New Zealand’s lakes in a changing world: their values, problems, conservation and management

Friday 22 February at 6pm, at the Presbyterian Community centre, 91 Tenby Street, Wanaka.
Emeritus Professor Carolyn Burns, Department of Zoology, University of Otago.

Do we understand, appreciate and value our lakes enough? I discuss some of the benefits of lakes, some of the problems we face in New Zealand with respect to water quality and biodiversity, lake conservation and management, and how management might be improved in the face of population expansion and growth, increasing pressures from tourism, effects of climate change and escalating numbers invasive species.

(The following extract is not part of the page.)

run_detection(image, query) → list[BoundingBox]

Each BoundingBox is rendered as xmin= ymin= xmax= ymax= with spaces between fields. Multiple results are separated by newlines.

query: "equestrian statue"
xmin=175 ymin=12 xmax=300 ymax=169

Emeritus Professor Carolyn Burns CBE, FRSNZ, of the Department of Zoology at the University of Otago is internationally renowned for her research into freshwater ecology, especially that of the large lakes of the South Island.
A recipient of the Naumann-Thienemann Medal, the world’s top award for limnology (the study of inland waters), she has contributed her scientific expertise to conservation, (Regional Councillor for Australasia and Oceania on the IUCN World Conservation Union), as well as a long-serving member of two statutory authorities that provided advice to the Minister of Conservation – the Nature Conservation Council (chairing it 1978 – 1983) and the National Parks and Reserves Authority.
In 2017 Professor Burns received The New Zealand Association of Scientists (NZAS) Marsden Medal and in 2018 was awarded the Royal Society of New Zealand Thomson Medal for her outstanding leadership and service to environmental science and conservation.